Gregoire says emissions plan would also create jobs
As Washington's economy reels, Gov. Chris Gregoire sent state lawmakers a plan she said would create new high-tech jobs while clamping down on greenhouse-gas pollution. The proposal, in bills introduced in the state House and Senate, would make Washington one of the first states to embrace broad limits on carbon dioxide and other emissions linked to global warming.
Seattle Times environment reporter
As Washington's economy reels, Gov. Chris Gregoire sent state lawmakers a plan she said would create new high-tech jobs while clamping down on greenhouse-gas pollution.
The proposal, in bills introduced in the state House and Senate, would make Washington one of the first states to embrace broad limits on carbon dioxide and other emissions linked to global warming.
Gregoire said forcing businesses to confront greenhouse-gas pollution would help propel the state's economy toward growing demand for "green-collar" jobs in fields like renewable energy and energy efficiency.
Not tackling the problem, Gregoire said, puts the state at risk of missing future business trends, much as U.S. automakers fell behind their foreign competitors.
"Look at Detroit, just look at Detroit," she said at a news conference Thursday to announce the bills. "Detroit is in much worse economic times than Washington state could ever imagine. Why? Because we didn't anticipate what would be needed in the automobile industry."
But a Republican lawmaker and a leading business group expressed concerns about the impacts of new, potentially costly regulations during a crushing recession.
"I think green-collar jobs are great. I just think blue-collar jobs are ones in this state that we don't want to go away," said Shelly Short, R-Addy, the ranking minority member on the House Parks and Ecology Committee.
Starting in 2012, House Bill 1819 and its Senate companion, 5735, would seek to reduce greenhouse-gas emissions from major sources, such as cement plants, pulp mills and companies with large fleets of cars. The long-term goal is to get total statewide emissions in 2050 down to 50 percent below 1990's levels.
It would rely on a system known as "cap and trade." The state would set an overall limit on greenhouse-gas pollution, and each big polluter would get its share of pollution permits.
Over time, the cap and the number of permits would shrink. Companies could either cut their emissions, or buy permits from other companies in the equivalent of a stock market.
A cap-and-trade system is the holy grail for environmentalists, who say it would use the efficiency of market trading to force companies to cut greenhouse gases.
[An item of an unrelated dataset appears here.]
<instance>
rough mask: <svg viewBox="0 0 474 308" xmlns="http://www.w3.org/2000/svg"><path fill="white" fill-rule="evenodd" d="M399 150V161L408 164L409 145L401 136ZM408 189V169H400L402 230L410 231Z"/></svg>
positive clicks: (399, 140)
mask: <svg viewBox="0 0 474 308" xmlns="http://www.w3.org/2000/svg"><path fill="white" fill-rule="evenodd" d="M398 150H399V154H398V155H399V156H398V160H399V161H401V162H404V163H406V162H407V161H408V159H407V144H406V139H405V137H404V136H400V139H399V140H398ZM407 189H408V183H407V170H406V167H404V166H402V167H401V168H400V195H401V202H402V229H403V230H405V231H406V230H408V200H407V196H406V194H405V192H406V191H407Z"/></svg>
Gregoire paired the regulations with a proposed tax break for people buying plug-in hybrid cars that run chiefly on electricity, $455 million in state energy-efficiency projects and a call for stiffer energy-efficiency requirements in the state building code.
Gregoire dismissed concerns that new regulations could hurt businesses during the recession, noting the rules wouldn't kick in until 2012. Even then, the bill would give the governor the power to suspend the regulations in case of an economic emergency.
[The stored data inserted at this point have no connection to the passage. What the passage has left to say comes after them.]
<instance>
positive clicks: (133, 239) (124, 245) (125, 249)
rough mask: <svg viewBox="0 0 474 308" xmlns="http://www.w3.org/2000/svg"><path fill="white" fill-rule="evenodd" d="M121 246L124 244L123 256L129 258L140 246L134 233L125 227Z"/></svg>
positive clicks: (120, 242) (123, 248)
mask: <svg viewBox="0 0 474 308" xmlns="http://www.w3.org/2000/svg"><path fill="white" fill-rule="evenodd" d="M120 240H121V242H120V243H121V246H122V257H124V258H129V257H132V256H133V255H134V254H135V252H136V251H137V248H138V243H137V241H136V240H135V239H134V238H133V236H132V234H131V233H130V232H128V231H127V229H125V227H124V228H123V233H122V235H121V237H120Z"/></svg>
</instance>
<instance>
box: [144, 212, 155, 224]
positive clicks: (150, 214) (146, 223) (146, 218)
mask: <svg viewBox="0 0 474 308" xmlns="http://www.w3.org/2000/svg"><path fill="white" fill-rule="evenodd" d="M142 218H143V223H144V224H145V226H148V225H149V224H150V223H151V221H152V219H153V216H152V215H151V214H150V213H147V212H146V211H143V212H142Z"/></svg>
But Grant Nelson, of the Association of Washington Business, cautioned that the bills were so vague they amounted to a blank check for state bureaucrats to write the important details.
"This is a huge 'trust me' bill," said Nelson, whose organization opposes the bills.
One big question unanswered by Gregoire's proposal: Would polluters have to buy the initial permits from the state, or get them for free?
Gregoire's representatives had tried to settle on a specific percentage to sell, but dropped the idea after meeting political resistance. Instead, that's left to a task force, which would make recommendations to the state Department of Ecology.